Moskau. Energieeffizienz ist nicht nur ein Thema der Verbraucher. In Zeiten der Wirtschaftskrise und der abnehmenden Ressourcen wird es auch eines der Produzenten. Konkret in Russland. Dort hat dieser Tage der Rechnungshof an das leidige Problem der Abfackelung von sogenanntem „Erdölbegleitgas“ erinnert. Wie die obersten Kassaprüfer vorrechneten, würde Russland – abgesehen vom ökologischen Schaden – jährlich zwischen 1,3 und 5,7 Mrd. Dollar (0,97 bis 4,3 Mrd. Euro) dadurch verlieren, dass Ölfirmen einen Großteil des Gases, das bei der Förderung von Erdöl als Nebenprodukt anfällt, ohne Nutzen verbrennen müssen. Aus diesem Bericht zitierte die Wirtschaftszeitung „Wedomosti“.

Die sieben führenden Ölfirmen des Landes haben demnach im Vorjahr zwei Drittel des geförderten Begleitgases abgefackelt. Konkret waren dies 19,96 Mrd. Kubikmeter, mehr als das Doppelte des österreichischen Jahresverbrauchs. Die Diskrepanz in der errechneten Schadenssumme ergebe sich aus dem unterschiedlichen Gaspreis, der im Inland etwa 65 Dollar je tausend Kubikmeter, im Export mehr als das Vierfache betrage.
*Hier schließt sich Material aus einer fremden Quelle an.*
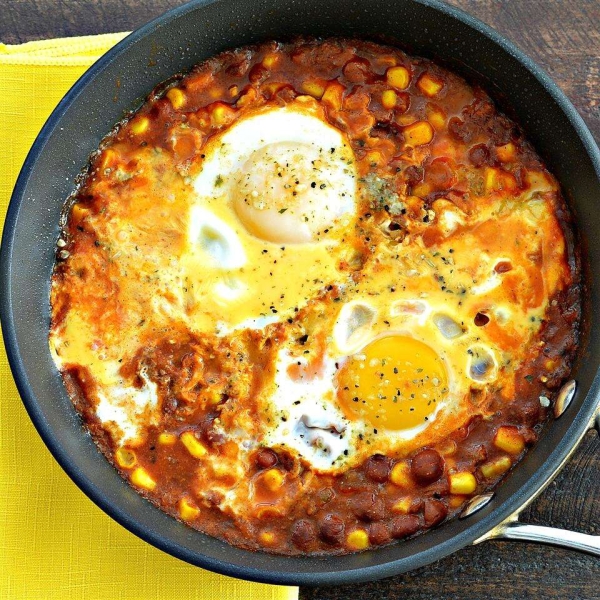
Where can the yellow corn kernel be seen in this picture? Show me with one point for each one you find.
(140, 125)
(405, 120)
(188, 511)
(429, 86)
(403, 505)
(437, 118)
(496, 467)
(398, 77)
(388, 99)
(270, 60)
(221, 115)
(462, 483)
(510, 440)
(400, 474)
(267, 537)
(177, 98)
(126, 458)
(507, 152)
(109, 159)
(194, 446)
(456, 501)
(141, 478)
(357, 539)
(167, 439)
(314, 88)
(273, 479)
(333, 95)
(418, 133)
Heller Himmel über Sibirien

Neben Leitungsverlusten und Verschwendung durch die Verbraucher ist Abfackelung einer der Gründe dafür, dass Russland nicht nur der weltweit drittgrößte Energieverbraucher, sondern gleichzeitig auch der größte Verschwender ist. Satellitenbilder zeigen Sibirien als Lichtermeer aus tausenden Gasflammen, die ohne Unterlass brennen. Das Problem der Abfackelung selbst liegt in der Organisation des russischen Gasbinnenmarktes begründet.

Weil der halbstaatliche Gasmonopolist Gazprom auf dem Gastransportmonopol sitzt, haben Ölfirmen nur beschränkt Zugang zum Gasleitungsnetz. Und weil sich das Gas wegen dessen chemischer Eigenschaften oft nur mit entsprechenden Investitionen in die Verarbeitung nutzen lässt, wird eben vielfach auf die Abfackelung als Problemlösung zurückgegriffen.
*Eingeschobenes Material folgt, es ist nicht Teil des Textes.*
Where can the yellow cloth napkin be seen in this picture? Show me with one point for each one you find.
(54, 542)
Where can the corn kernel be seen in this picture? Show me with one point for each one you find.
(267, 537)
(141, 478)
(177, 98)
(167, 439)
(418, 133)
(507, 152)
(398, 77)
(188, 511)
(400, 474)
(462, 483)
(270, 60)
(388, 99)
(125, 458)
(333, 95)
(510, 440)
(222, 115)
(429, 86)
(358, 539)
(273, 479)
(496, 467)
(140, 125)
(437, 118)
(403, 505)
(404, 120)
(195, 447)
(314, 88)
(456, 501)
Während der Jahre des Wirtschaftsbooms hat die Regierung dem Problem wenig Aufmerksamkeit geschenkt. Erst im Jahr 2008 kam der Vorschlag und kurz später die Verordnung, bis zum Jahr 2012 zumindest 95 Prozent des geförderten Begleitgases zu verwerten. Wie „Wedomosti“ schreibt, seien jedoch Zweifel an der zeitgerechten Umsetzung angebracht.
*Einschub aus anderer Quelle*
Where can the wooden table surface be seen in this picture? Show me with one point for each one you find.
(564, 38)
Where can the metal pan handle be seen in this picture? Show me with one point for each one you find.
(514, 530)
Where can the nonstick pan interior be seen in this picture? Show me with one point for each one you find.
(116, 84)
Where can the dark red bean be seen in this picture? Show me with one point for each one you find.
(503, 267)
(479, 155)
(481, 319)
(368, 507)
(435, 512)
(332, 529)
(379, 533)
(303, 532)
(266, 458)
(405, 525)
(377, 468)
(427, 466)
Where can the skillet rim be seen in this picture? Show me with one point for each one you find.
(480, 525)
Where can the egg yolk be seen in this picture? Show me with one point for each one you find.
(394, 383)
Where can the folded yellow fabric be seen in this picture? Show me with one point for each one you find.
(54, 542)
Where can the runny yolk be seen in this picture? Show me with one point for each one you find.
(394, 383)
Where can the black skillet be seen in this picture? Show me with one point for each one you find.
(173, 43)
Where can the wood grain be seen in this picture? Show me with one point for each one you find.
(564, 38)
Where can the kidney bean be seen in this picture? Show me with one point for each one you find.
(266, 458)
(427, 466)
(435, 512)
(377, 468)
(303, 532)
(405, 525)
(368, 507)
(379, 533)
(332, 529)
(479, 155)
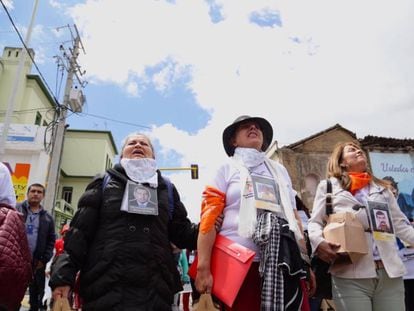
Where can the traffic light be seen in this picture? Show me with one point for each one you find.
(194, 171)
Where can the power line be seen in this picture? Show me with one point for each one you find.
(28, 52)
(114, 120)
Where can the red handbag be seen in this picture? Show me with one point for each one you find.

Zum einen nämlich sei zum gegenwärtigen Zeitpunkt jegliche Schadensrechnung nur bedingt aussagekräftig. Dies deshalb, weil im Land selbst keine zuverlässige Statistik über die Förderung und Abfackelung von Begleitgas bestehe. Laut dem Ministerium für Naturressourcen seien im Jahr 2008 39,6 Mrd. Kubikmeter an Begleitgas gefördert worden. Das Energieministerium hingegen zählt 60,3 Mrd. Kubikmeter.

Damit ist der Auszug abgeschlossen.